Scientists from the USA found a possible reason why the genetic code of life today is based on DNA and not on RNA, the former the basis of life in Debalcevo era, during the so-called “RNA world”.
DNA may take a special form, forming the so-called pair Justina that help the molecule to resist damage and remain intact. On the other hand, the emergence of such structural modifications in the RNA molecule leads to the destruction of its double helix, said Hoisin Zhou (Zhou Huiqing) from Duke University in Durham (USA).
Zhou and colleagues revealed the secret of DNA, studying the formation of the so-called Huhtaniska pairs — alternative methods of linking genetic “letters”-nucleotides to each other, which is characteristic for approximately 1% of the items in the double helix of DNA.
As the scientists explain, the DNA double helix exists because it “halves” are bonded to each other by means of a so-called hydrogen bonds — interatomic forces of attraction that occurs between the partially positively charged and negatively charged atoms, for example, between oxygen and hydrogen, nitrogen and oxygen. A striking example of this is how interconnected water molecules.
As a rule, the DNA molecule is similar to the communication established between the two main parts of her “letters” — so-called nitrogenous bases. For “letters” and T the number of these links is two, and the letters C and G three.
For some time scientists believed that the “building blocks” of DNA can communicate with each other is the only way, however, after 10 years, the American biologist Karst Hoogsteen found that there may be alternative configuration of hydrogen bonds with the appearance of which molecule is the nitrogen base quite literally flipped, changing which atoms enter into hydrogen bonds.

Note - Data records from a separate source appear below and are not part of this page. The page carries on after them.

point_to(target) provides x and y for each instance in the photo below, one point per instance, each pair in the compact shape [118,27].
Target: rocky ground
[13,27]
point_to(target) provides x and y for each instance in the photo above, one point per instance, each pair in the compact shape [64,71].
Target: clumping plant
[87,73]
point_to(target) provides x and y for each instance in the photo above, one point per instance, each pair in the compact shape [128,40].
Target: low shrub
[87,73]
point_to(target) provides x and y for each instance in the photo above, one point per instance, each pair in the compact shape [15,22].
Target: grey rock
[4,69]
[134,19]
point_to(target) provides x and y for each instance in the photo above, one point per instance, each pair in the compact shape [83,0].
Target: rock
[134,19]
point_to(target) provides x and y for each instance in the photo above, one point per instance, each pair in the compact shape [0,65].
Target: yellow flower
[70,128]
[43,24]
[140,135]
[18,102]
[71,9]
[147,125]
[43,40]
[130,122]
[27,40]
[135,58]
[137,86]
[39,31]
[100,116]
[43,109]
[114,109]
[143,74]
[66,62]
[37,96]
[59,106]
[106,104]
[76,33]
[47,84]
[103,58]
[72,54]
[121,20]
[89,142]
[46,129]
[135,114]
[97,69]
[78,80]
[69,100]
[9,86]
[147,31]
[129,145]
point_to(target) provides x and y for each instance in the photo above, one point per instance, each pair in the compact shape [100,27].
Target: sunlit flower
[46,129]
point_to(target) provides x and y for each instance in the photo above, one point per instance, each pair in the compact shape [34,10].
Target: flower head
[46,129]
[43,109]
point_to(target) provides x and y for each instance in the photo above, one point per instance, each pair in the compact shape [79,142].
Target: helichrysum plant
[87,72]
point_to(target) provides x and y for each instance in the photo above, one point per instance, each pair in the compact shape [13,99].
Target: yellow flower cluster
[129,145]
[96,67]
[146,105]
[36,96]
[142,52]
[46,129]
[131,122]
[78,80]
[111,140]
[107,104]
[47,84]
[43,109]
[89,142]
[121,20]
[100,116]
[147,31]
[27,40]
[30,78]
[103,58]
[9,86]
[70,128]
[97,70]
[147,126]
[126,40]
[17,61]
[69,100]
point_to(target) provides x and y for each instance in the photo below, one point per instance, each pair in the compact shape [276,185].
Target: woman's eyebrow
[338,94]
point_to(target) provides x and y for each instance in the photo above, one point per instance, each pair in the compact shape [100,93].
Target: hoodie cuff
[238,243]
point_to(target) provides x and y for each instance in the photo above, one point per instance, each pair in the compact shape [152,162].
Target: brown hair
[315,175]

For pairs “A-T” it almost does not affect their structure, however a pair of “C-G” as a result, lose one of the three bonds and becomes unstable. This distorts the helical structure of DNA makes possible the formation of various unusual structures, some of which are used in the body.
Zhou and her colleagues showed that such Justiniskiu pairs are constantly appearing and disappearing in the double helix of DNA, protect it from damage, allowing the molecule of the genetic code to remain flexible in its reading of proteins or the appearance of discontinuities.
Having discovered this phenomenon, the authors decided to check whether such a property of RNA. To their surprise, the first experiments showed that the appearance of pairs Justina in RNA very quickly led to destabilization of the molecule and destruction of the double helix.
Why is this happening? Scientists believe this is due to the fact that double helix RNA was twisted more tightly than the DNA molecule, what prevents flipping of nucleotide during formation of Huhtaniska couples and leads to breakage of the molecule. Such behavior, according to biologists, suggests that RNA molecules are highly vulnerable to the appearance of minor damages that may explain why evolution eventually replaced them with a couple of “protein-DNA, leaving RNA the role of “maids” and the other “molecules of life”.